Qu’il est facile de s’entendre dans un cas pour le soin du capital financier, et difficile de l’autre, pour celui des capitaux humains et naturels !
« Imposer un nouveau droit comptable écologique et humain »
Il est temps de réagir face à cette situation dramatique. Les forces sociales et écologiques montantes doivent imposer un nouveau droit comptable écologique et humain tout aussi « punitif » que l’est l’actuel droit comptable international, soit par voie législative, soit par celle d’un RIC (référendum d’initiative citoyenne).
À cet effet, nous proposons, avec le modèle CARE/TDL, un nouveau type de comptabilité qui reprend l’arme de conservation de la partie double mais l’étend au delà du seul capital financier, aux deux autres types de capitaux : humain et naturel. Dans ce modèle ces trois types de capitaux sont assurés d’être systématiquement conservés. Le capital humain n’est plus valorisé sur un marché du travail : son coût de conservation est obligatoirement intégré dans les charges. Idem pour la nature.
Tous ces types de capitaux sont enfin traités à égalité comme de vrais capitaux. Il en résulte un nouveau type de coût complet écologique et humain, un nouveau type de profit et aussi un nouveau type d’actionnaire qui ne peut plus compter sur une rémunération faite au détriment des autres capitaux. Il en découle également un nouveau type de gouvernance.
« Cette injustice doit cesser »
Dans les firmes capitalistes, seul le capital financier a le pouvoir, ceci avec l’appui des forces politiques. Cette injustice doit cesser. Le modèle CARE/TDL institue une cogestion écologique dans laquelle les représentants des trois types de capitaux se partagent à égalité le pouvoir à tous les niveaux de la nouvelle firme.
Les anciens salariés deviennent des investisseurs en capital humain associés de la firme, au même titre que les nouveaux actionnaires : ils ne sont plus de simples salariés. Les riverains ou les tribus amazoniennes dont les terres et l’existence sont menacées par des actions anti écologiques ont enfin leur mot à dire dans la gestion des firmes.
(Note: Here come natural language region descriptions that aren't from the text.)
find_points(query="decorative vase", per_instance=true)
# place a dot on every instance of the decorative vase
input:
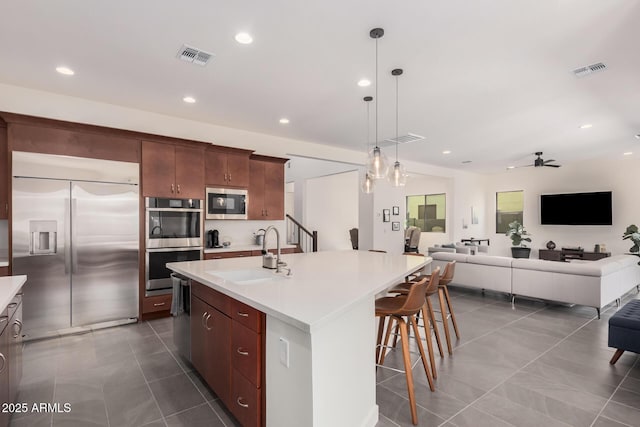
(520, 252)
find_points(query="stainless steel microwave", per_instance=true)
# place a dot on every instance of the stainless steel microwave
(227, 203)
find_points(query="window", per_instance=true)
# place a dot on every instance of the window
(427, 212)
(509, 207)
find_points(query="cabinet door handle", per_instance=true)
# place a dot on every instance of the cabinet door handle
(202, 320)
(17, 323)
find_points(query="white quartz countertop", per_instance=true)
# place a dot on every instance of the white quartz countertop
(323, 284)
(242, 248)
(9, 287)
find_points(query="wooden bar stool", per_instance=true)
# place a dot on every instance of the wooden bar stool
(398, 308)
(428, 316)
(443, 296)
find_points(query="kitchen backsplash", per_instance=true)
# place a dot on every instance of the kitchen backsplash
(241, 233)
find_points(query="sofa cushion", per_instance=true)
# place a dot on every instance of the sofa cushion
(500, 261)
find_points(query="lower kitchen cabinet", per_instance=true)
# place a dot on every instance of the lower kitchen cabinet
(227, 349)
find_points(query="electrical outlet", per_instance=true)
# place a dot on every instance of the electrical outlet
(284, 352)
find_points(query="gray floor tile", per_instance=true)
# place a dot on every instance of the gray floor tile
(131, 406)
(159, 365)
(622, 413)
(175, 394)
(203, 388)
(471, 417)
(200, 416)
(397, 409)
(515, 414)
(223, 413)
(607, 422)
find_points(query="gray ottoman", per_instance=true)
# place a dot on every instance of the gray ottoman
(624, 330)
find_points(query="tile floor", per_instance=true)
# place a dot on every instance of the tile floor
(533, 364)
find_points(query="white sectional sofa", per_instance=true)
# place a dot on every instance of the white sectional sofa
(591, 283)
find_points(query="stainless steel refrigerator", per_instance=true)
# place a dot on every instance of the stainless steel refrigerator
(77, 242)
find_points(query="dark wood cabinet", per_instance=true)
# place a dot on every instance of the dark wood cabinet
(4, 367)
(227, 168)
(4, 173)
(172, 171)
(227, 349)
(266, 188)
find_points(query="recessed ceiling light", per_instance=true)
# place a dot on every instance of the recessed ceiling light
(244, 38)
(65, 70)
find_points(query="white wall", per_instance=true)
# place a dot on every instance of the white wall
(331, 209)
(594, 175)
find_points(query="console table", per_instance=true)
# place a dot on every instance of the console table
(569, 254)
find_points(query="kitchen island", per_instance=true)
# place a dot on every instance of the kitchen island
(320, 329)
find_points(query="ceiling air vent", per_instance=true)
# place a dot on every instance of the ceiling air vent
(194, 55)
(404, 139)
(589, 69)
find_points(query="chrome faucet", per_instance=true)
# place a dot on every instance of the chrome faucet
(279, 263)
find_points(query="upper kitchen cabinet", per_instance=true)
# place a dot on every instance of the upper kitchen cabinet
(266, 188)
(227, 167)
(173, 171)
(4, 173)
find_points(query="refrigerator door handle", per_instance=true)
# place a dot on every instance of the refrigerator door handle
(74, 243)
(67, 236)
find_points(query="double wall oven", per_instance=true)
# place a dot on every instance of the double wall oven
(173, 233)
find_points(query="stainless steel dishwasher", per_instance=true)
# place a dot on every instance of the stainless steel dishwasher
(181, 312)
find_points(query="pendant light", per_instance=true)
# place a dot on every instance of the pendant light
(367, 184)
(397, 174)
(377, 164)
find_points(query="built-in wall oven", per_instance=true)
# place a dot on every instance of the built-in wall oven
(173, 234)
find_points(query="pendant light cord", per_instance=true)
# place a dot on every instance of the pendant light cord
(397, 119)
(377, 92)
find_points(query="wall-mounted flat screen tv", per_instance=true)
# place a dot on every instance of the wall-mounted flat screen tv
(576, 209)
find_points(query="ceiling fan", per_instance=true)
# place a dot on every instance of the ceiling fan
(539, 162)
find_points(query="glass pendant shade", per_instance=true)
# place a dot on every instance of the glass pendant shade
(397, 175)
(367, 185)
(377, 164)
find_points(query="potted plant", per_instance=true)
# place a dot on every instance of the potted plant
(517, 233)
(633, 234)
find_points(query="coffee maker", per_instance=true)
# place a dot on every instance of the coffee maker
(213, 239)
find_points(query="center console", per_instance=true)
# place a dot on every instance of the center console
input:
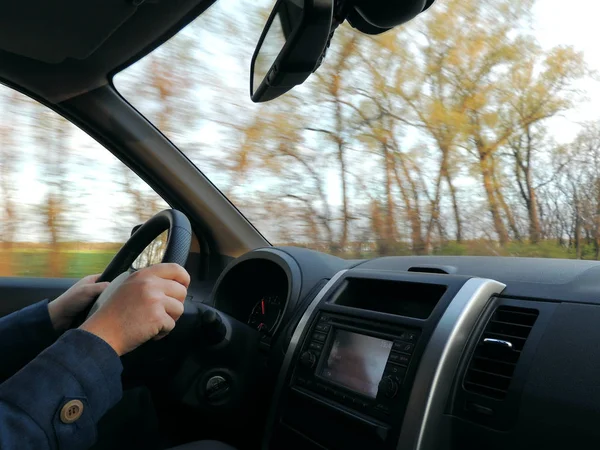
(354, 364)
(357, 363)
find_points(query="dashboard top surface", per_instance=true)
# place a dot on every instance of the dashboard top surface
(537, 278)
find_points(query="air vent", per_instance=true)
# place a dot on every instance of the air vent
(496, 356)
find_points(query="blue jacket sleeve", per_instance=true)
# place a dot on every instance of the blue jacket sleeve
(23, 335)
(79, 366)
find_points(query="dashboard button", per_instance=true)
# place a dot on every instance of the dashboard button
(395, 369)
(403, 347)
(308, 359)
(410, 336)
(319, 337)
(383, 408)
(324, 328)
(399, 358)
(315, 346)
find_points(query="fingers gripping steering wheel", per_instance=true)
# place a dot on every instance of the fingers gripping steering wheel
(177, 249)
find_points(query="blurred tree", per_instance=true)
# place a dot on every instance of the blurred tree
(52, 135)
(9, 161)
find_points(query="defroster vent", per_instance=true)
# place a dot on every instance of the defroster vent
(495, 359)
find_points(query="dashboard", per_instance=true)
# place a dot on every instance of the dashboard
(421, 352)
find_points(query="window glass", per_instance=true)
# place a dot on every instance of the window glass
(66, 203)
(471, 130)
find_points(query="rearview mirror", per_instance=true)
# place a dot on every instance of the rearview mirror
(290, 47)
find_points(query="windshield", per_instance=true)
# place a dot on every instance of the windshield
(472, 130)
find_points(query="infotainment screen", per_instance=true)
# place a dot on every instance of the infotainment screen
(357, 361)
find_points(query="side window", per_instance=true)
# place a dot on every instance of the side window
(66, 203)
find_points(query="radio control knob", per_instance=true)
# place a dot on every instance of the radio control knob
(388, 386)
(308, 359)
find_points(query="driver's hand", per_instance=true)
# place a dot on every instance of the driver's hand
(145, 306)
(64, 309)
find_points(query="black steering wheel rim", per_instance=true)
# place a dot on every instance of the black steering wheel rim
(179, 241)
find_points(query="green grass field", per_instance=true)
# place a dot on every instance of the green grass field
(75, 264)
(28, 261)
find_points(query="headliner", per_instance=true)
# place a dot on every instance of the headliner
(58, 50)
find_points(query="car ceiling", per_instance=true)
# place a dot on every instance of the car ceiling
(58, 50)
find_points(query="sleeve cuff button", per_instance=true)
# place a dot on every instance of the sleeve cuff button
(71, 411)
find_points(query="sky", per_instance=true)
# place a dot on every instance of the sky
(572, 23)
(554, 23)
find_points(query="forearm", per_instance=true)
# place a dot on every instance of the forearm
(79, 366)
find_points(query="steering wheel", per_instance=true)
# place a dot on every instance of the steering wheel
(177, 250)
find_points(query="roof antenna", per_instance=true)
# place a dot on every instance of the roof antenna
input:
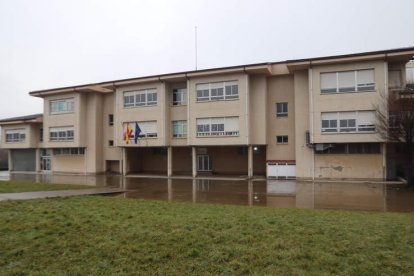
(195, 41)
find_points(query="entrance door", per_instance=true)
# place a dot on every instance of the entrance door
(203, 163)
(46, 160)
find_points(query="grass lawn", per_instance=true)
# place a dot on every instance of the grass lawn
(22, 186)
(104, 235)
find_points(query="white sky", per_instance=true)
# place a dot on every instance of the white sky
(50, 43)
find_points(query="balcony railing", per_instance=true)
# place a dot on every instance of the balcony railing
(218, 133)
Les nouveaux actionnaires financiers deviennent des associés du type de ceux que l’on peut trouver dans les actuelles Scop ouvrières. Tous décident en commun du sort de leur nouveau type de profit.
« Un nouveau « tri- capitalisme » qui permet de sortir de l’ancien capitalisme »
Le modèle CARE/TDL n’a donc rien à voir avec les anciens modèles en lutte jusqu’à présent : il n’est ni celui du capitalisme ni celui des régimes marxistes-communistes basés sur la propriété étatique des moyens de production. Il est compatible avec une autre économie de marché sous contrainte du respect des trois types de capitaux, avec un autre type de profit commun à tous les nouveaux associés.
C’est en sorte un nouveau « tri- capitalisme » qui permet enfin de sortir des griffes de l’ancien capitalisme. Ce dernier a défiguré le beau terme de capital κεφάλαιος qui, chez les anciens Grecs, qualifiait la tête humaine, la partie « capitale » des êtres humains. Il est temps de revenir au sens premier du terme en opérant une révolution capitale des capitaux qui fondent toute entreprise !
Texte initialement publié le 14 mars 2020. Jacques Richard avait brièvement présenté son dernier ouvrage, « Révolution comptable : pour une entreprise écologique et sociale », publié en 2020 aux Editions de l’Atelier au micro de France Culture.